Coin Change medium

Description

You’re given coin denominations coins[] and a target amount. Return the fewest number of coins that sum to amount. Each coin can be used an unlimited number of times. If the amount can’t be made, return -1.

Examples

> Case 1:
    coins = [1, 2, 5],  amount = 11
    Output: 3
    Explanation: 11 = 5 + 5 + 1.
 
> Case 2:
    coins = [2],  amount = 3
    Output: -1
 
> Case 3:
    coins = [1],  amount = 0
    Output: 0

Constraints

• 1 <= coins.length <= 12
• 1 <= coins[i] <= 2^31 - 1
• 0 <= amount <= 10^4

State design

This is unbounded knapsack in its purest form — pick coins (items) with repetition, minimize count, subject to a fixed sum.

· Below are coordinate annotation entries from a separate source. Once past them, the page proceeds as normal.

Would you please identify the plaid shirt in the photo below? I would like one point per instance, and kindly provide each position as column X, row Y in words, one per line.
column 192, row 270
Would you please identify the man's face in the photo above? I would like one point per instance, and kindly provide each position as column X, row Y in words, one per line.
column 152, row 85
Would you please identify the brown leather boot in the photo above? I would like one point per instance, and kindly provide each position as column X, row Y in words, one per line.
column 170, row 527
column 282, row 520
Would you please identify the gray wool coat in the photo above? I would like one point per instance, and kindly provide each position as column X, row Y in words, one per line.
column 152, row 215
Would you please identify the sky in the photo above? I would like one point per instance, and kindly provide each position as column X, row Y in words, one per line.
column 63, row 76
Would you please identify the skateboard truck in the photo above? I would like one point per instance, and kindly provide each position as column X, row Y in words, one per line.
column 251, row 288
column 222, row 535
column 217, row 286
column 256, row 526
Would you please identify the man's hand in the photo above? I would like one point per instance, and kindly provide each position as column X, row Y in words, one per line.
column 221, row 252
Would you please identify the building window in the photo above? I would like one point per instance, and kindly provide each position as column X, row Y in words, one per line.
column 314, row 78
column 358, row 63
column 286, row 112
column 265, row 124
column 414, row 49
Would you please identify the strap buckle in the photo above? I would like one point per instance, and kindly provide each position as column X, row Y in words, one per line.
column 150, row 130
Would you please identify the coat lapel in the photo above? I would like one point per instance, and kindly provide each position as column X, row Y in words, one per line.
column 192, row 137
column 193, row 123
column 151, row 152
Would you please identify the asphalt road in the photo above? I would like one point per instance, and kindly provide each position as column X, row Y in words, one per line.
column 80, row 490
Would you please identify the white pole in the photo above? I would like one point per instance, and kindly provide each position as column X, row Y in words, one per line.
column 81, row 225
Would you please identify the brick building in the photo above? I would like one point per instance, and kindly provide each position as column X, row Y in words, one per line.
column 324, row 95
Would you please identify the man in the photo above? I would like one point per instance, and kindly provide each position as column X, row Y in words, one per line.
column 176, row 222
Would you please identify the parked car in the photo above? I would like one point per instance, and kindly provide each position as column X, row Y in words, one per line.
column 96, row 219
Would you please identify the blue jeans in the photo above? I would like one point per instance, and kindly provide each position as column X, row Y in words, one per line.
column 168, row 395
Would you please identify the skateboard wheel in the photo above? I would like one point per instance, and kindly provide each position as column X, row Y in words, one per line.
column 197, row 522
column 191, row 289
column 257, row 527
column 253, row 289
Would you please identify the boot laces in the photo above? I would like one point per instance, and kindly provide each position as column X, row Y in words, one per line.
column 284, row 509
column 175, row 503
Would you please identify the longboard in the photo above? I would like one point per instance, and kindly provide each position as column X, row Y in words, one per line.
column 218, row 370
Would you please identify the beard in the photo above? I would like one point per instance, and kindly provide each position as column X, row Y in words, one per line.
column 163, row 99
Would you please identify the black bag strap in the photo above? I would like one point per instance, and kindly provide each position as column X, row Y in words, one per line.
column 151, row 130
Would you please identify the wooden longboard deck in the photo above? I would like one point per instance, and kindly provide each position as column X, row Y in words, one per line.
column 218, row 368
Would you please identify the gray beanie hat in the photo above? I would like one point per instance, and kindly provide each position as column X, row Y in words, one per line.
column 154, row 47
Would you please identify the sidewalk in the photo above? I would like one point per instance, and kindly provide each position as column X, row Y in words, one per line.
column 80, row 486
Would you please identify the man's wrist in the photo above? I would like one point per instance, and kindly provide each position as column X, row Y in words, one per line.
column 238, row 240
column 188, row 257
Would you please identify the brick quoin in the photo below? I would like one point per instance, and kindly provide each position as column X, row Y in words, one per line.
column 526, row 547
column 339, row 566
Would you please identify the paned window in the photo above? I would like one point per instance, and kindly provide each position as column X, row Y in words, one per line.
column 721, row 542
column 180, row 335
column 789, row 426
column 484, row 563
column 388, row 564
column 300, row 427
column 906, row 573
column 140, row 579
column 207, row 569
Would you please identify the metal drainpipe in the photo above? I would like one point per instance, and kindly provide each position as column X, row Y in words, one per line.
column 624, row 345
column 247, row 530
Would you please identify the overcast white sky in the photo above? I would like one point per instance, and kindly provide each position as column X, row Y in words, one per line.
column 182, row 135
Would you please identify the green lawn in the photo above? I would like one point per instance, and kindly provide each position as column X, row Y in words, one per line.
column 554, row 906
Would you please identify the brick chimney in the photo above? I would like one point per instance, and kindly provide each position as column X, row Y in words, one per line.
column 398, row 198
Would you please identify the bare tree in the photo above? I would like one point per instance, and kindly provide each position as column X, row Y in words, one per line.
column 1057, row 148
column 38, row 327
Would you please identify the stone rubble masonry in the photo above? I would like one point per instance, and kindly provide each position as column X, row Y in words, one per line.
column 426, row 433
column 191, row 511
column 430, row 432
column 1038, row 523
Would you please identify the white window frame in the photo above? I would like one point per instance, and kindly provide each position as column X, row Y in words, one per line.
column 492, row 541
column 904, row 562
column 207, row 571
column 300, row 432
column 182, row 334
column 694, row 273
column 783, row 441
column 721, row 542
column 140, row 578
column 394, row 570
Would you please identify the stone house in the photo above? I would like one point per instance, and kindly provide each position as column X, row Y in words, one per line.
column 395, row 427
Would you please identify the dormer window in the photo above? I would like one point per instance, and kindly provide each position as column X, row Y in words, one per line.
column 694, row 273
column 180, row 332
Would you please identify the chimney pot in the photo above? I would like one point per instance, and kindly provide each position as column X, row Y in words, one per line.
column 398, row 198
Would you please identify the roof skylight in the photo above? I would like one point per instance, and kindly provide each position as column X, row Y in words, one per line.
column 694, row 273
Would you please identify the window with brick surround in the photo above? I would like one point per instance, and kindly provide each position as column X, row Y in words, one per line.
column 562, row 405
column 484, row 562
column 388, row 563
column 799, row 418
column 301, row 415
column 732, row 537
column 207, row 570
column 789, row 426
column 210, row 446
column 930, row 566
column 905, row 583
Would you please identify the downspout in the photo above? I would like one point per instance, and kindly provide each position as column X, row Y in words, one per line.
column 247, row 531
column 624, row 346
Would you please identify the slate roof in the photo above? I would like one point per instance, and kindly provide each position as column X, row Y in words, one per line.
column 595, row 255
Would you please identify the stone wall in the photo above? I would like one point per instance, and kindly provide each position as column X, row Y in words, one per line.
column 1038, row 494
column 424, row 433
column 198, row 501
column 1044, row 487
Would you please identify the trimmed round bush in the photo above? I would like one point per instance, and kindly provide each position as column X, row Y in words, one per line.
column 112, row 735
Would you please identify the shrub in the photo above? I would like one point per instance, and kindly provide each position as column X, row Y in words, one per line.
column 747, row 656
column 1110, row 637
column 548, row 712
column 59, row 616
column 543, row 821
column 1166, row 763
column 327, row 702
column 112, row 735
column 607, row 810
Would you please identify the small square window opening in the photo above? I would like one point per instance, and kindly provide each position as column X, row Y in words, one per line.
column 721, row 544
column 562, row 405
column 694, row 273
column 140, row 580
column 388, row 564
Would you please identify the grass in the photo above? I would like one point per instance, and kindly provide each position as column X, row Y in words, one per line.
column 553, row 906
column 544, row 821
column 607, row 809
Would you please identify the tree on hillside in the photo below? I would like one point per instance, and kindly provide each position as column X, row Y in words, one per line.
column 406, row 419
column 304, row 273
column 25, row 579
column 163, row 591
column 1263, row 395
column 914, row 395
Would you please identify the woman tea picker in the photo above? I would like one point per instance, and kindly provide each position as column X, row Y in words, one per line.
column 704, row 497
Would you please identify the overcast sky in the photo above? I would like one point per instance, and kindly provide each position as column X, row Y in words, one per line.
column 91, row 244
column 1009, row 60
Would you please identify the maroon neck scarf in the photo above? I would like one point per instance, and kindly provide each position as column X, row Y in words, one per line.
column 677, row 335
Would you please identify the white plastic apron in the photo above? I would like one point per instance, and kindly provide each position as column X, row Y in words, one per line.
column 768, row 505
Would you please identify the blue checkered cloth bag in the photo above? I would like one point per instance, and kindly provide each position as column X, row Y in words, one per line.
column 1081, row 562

1. What am I computing? dp[w] = min coins to make amount w.
2. Dimensions? One — w.
3. Base cases? dp[0] = 0 (zero coins for zero amount). Mark all other dp[w] as infinity / unreachable.
4. Transition? For each amount w, try every coin c <= w: dp[w] = min(dp[w], dp[w - c] + 1).
5. Order? Amount w from 1 to amount. (Each dp[w] reads dp[w - c] for smaller w.)
6. Answer? dp[amount], or -1 if it stayed at infinity.

Code

int coinChange(vector<int>& coins, int amount) {
    const int INF = amount + 1;
    vector<int> dp(amount + 1, INF);
    dp[0] = 0;
    for (int w = 1; w <= amount; w++) {
        for (int c : coins) {
            if (c <= w) dp[w] = min(dp[w], dp[w - c] + 1);
        }
    }
    return dp[amount] > amount ? -1 : dp[amount];
}

def coin_change(coins, amount):
    INF = amount + 1
    dp = [INF] * (amount + 1)
    dp[0] = 0
    for w in range(1, amount + 1):
        for c in coins:
            if c <= w:
                dp[w] = min(dp[w], dp[w - c] + 1)
    return dp[amount] if dp[amount] != INF else -1

public int coinChange(int[] coins, int amount) {
    int INF = amount + 1;
    int[] dp = new int[amount + 1];
    Arrays.fill(dp, INF);
    dp[0] = 0;
    for (int w = 1; w <= amount; w++) {
        for (int c : coins) {
            if (c <= w) dp[w] = Math.min(dp[w], dp[w - c] + 1);
        }
    }
    return dp[amount] > amount ? -1 : dp[amount];
}

Why use amount + 1 as infinity instead of INT_MAX? Because dp[w - c] + 1 might overflow if you start from INT_MAX. And no legitimate answer can exceed amount (the worst case is using amount ones), so amount + 1 is a safe sentinel.

Analysis

• Time: O(amount × len(coins)).
• Space: O(amount).

The closely-related cousin: Coin Change II

Count the number of distinct ways to make amount using unlimited coins.

Same state, different operator, and a different loop order — to count combinations (unordered), iterate coins in the outer loop:

def change(amount, coins):
    dp = [0] * (amount + 1)
    dp[0] = 1
    for c in coins:                       # coins outside
        for w in range(c, amount + 1):     # amount inside
            dp[w] += dp[w - c]
    return dp[amount]

Swap the loops and you’d count permutations (ordered) — a different problem.